Deux lignes téléphoniques sont à disposition depuis le 23 mars. Depuis l’ouverture de la cellule d’urgence médico-psychologique, au moins une vingtaine de soignants ont pris contact avec la cellule et c'est surtout depuis une semaine que les appels augmentent. "On sent chez certains soignants beaucoup de réserve à venir vers nous. Les gens sont généralement assez pudiques pour parler de leurs difficultés. Pendant, on à la tête dans le sac et on ne peut pas penser à soi. On pense avant tout à ses patients et après on est peut être plus disponible. Mais malgré tout, on voit certains soignants venir à reculons. Ce n’est pas toujours facile de faire la démarche de contacter la cellule psychologique mais il faut qu’ils s’autorisent à le faire", estime le docteur Fabien Getten.

Dès le début de la crise de Covid 19, certains soignants se sont retrouvés en arrêt de travail, incapables d'exercer leur métier. "Parfois, ça bloque psychologiquement et vous devenez totalement inefficace", dit Fabien Getten. Le fait d’être confronté à la mort ou d’anticiper ce moment peut suffire à provoquer ces blocages. "L’anticipation peut parfois être aussi douloureuse que le temps présent", rajoute le psychiatre.

La cellule fonctionne en moyenne avec une dizaine de volontaires mais elle peut mobiliser jusqu'à 80 professionnels dans le département de la Marne, y compris des psychologues libéraux, pour écouter les soignants qui ont besoin de parler.

Une situation exceptionnelle 

L’épidémie de coronavirus que nous traversons est "quelque chose de tout à fait exceptionnel, qui n’a jamais été vécu et qui va certainement changer notre façon de voir et de travailler à l’avenir dans les hôpitaux", souligne le Docteur Getten, qui est un habitué des cellules de crise, comme lors des attentats de Strasbourg. 

"Ça fait malheureusement partie du travail des soignants d’être parfois confrontés à la mort. Là, ça va au delà de la question de la mort. Il y a aussi la question de l’angoisse provoquée par le virus. Il y a tous ces soignants qui avaient peur de ramener le virus chez eux, de le transmettre à leurs proches. J’ai vu plein de gens dans mon service qui étaient très angoissés de pouvoir attraper le virus et de le ramener à leurs parents qui étaient eux-même  malades. On a dû leur demander de rester chez eux, parce que cette angoisse était telle qu’on ne pouvait pas les faire venir dans le service. Sur ce point, c’est tout à fait nouveau, la configuration est nouvelle". 

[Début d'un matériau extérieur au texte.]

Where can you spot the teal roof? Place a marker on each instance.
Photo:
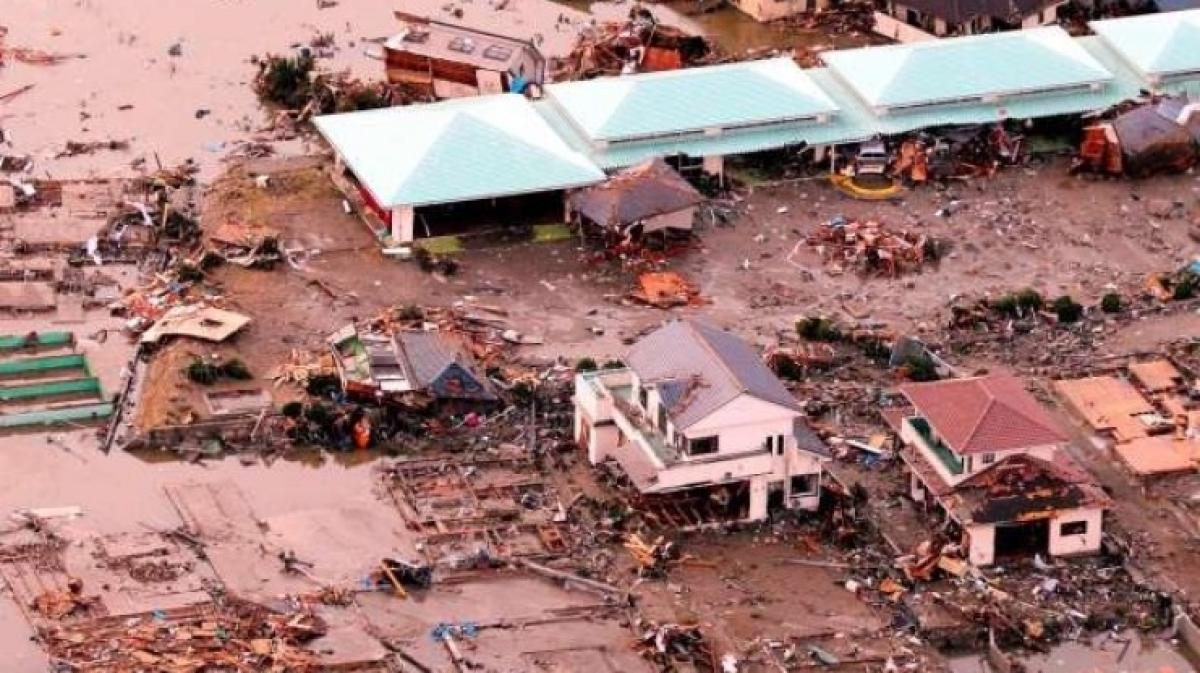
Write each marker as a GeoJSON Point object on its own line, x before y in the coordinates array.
{"type": "Point", "coordinates": [961, 68]}
{"type": "Point", "coordinates": [643, 106]}
{"type": "Point", "coordinates": [456, 150]}
{"type": "Point", "coordinates": [1157, 46]}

Peur d’une deuxième vague ? 

L’idée d’une deuxième vague d’épidémie de Covid-19 inquiète les professionnels de santé et forcément elle est présente chez les soignants qui parlent. "La cellule psychologique va devoir peut-être aussi devoir restée ouverte bien au delà de ce que nous avions prévu. Nous sommes encore beaucoup dans l’incertitude par rapport à cet "après" qui nous inquiète beaucoup plus que la situation actuelle. Généralement, sur le plan psychologique, c’est plutôt dans l’"après" qu’on a tendance à s’effondrer sur le plan de l’humeur et des angoisses", dit le docteur Getten. 

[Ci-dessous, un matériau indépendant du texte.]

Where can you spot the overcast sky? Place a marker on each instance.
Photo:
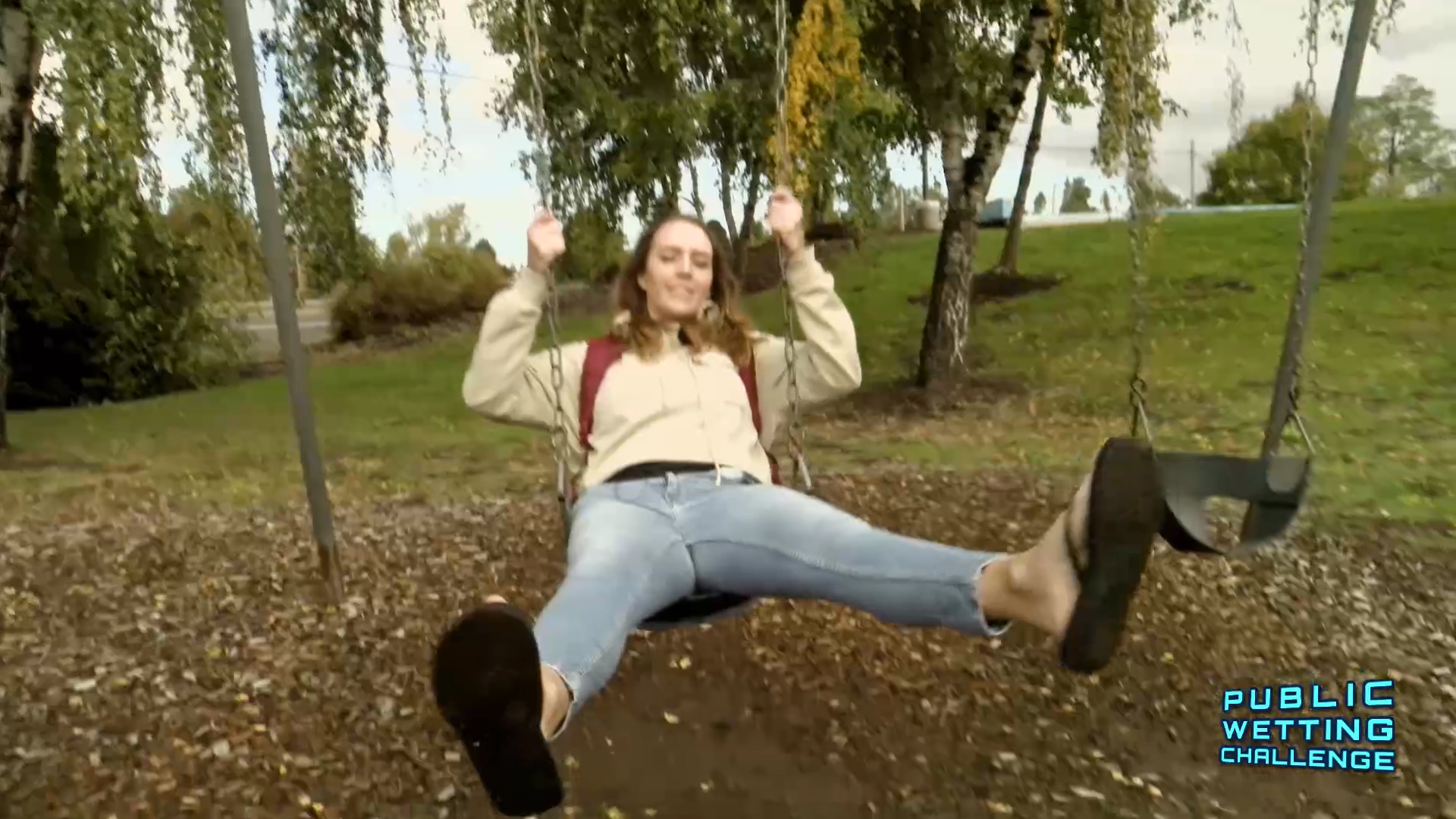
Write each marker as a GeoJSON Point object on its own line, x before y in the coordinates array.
{"type": "Point", "coordinates": [485, 177]}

La cellule ouverte au moins jusqu'à fin mai

La cellule d'urgence médico-psychologique de la Marne a mis en place deux lignes téléphoniques, du lundi au vendredi, de 9h à 17h au : 

  • 06.48.58.91.15
  • 06.48.58.91.07

En cas de besoin, un entretien individuel sera assuré sur rendez-vous pour les familles endeuillées, au centre Clairmarais de l'Etablissement public de santé mentale de la Marne, 10 Rue Gaston Boyer à Reims. 

Une cellule d'écoute et de soutien psychologique a également été mise en place pour les professionnels de l'EPSM de la Marne. Elle est constituée d'une dizaine de psychologues de l'établissement, dans les locaux de l'hôpital Lewis-Carole, à Châlons-en-Champagne. Des permanences téléphoniques ont lieu du lundi au vendredi, de 9h à 17h.